Charles Bernstein gently and accurately points out the excesses of my essay and describes the circumstances under which “War Stories” was written: as a cry against the Iraq war in its first days. He is right that my essay might be poorly judged by its own standards, in that it both juxtaposes and compares apples and oranges—rightist political commentary and some leftist poetic strategies. To make a single poem emblematic of an entire rhetorical paradigm is additionally unfair. After these concessions (and more could be made), the only question worth asking back relates to his explanation that false consciousness is illuminated by this poem. I think I correctly identified this strategy in the essay. You were right to be against the war. My question is whether you would write a long anti-war poem again in this mode, knowing what you now know about the war’s real effects. What would you now say about war that does not hold up a mirror to a detestable nothing?

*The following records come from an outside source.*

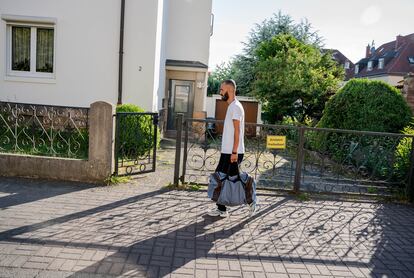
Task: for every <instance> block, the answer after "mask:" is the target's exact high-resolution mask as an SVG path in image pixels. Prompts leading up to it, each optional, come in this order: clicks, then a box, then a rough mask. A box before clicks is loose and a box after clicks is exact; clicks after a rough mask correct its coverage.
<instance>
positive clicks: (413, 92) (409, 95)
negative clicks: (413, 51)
mask: <svg viewBox="0 0 414 278" xmlns="http://www.w3.org/2000/svg"><path fill="white" fill-rule="evenodd" d="M403 91H404V95H405V96H406V99H407V103H408V105H409V106H410V108H411V110H412V111H413V112H414V73H409V74H407V75H406V76H405V78H404V87H403Z"/></svg>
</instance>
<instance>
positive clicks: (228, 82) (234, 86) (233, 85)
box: [221, 79, 237, 92]
mask: <svg viewBox="0 0 414 278" xmlns="http://www.w3.org/2000/svg"><path fill="white" fill-rule="evenodd" d="M221 84H226V85H231V86H233V88H234V92H236V89H237V85H236V81H234V80H233V79H227V80H224V81H223V82H221Z"/></svg>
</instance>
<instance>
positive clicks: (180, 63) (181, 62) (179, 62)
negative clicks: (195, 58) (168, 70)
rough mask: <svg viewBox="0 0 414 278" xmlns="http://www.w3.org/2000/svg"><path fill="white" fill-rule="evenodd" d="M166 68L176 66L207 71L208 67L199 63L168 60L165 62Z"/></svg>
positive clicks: (188, 61)
mask: <svg viewBox="0 0 414 278" xmlns="http://www.w3.org/2000/svg"><path fill="white" fill-rule="evenodd" d="M165 65H166V66H174V67H187V68H202V69H207V68H208V66H207V65H206V64H203V63H201V62H199V61H184V60H171V59H167V60H166V61H165Z"/></svg>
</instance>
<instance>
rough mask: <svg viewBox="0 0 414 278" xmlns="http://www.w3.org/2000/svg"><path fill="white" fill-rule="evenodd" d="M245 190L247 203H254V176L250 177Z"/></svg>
mask: <svg viewBox="0 0 414 278" xmlns="http://www.w3.org/2000/svg"><path fill="white" fill-rule="evenodd" d="M244 190H245V193H246V203H248V204H249V205H250V204H251V203H253V178H252V177H250V176H249V177H248V178H247V181H246V184H245V186H244Z"/></svg>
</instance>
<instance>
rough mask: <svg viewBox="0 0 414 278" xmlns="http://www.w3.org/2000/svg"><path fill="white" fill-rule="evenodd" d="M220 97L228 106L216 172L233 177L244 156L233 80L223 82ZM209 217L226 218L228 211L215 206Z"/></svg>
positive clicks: (241, 109)
mask: <svg viewBox="0 0 414 278" xmlns="http://www.w3.org/2000/svg"><path fill="white" fill-rule="evenodd" d="M220 95H221V99H222V100H224V101H226V102H227V103H228V104H229V106H228V107H227V112H226V118H225V119H224V127H223V137H222V142H221V155H220V160H219V163H218V166H217V168H216V172H222V173H226V174H228V175H229V176H235V175H237V173H238V171H239V164H240V163H241V162H242V160H243V155H244V109H243V106H242V105H241V103H240V101H238V100H237V98H236V82H235V81H234V80H225V81H223V82H222V83H221V86H220ZM251 209H252V208H251ZM253 209H255V206H254V208H253ZM209 215H210V216H222V217H226V216H227V215H228V211H227V208H226V206H224V205H220V204H217V207H216V208H214V209H213V210H212V211H211V212H209Z"/></svg>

Writers have brought up political context (Burt), personal experience (Peterson), and poetic method (Bernstein). Here is a brief attempt to bring these topics together: Giorgio Agamben argues that western politics are inscribed by an ancient Greek distinction between two terms, both of which are loosely translated as “life” in English. “Zoe” refers to “bare life,” the fact of existence and what poets sometimes illuminate in the beautiful fact of consciousness. In contrast, “bios” refers to human life as it is lived in the city—as it is experienced in a public and political context. To rest on false claims, as do many contemporary rightist commentators, is to contribute to a public power that can destroy bare life and lived experience. To rest on the falsity of claim-making, as do some leftist poets, is to reassert experience, but in terms that are submissive to violent power, because they cede this public sphere. This is not to say that the two strategies are equivalent. It is to say something worse, which is that we—and here I include myself as a poet—have often retreated from the public to a more private terrain. But poetry at its best can articulate a relationship between bare life (image, consciousness, emotion) and the public sphere (ideology, political practice, social observation). One need not exclude the other. How poets accomplish this is a matter of method, but I think about works spanning narrative, commentary, and poetic modes, like Musil’s The Man without Qualities and Hejinian’s Oxota: A Short Russian Novel. Reclaiming a more public space while maintaining the ground of experience seems like an important project.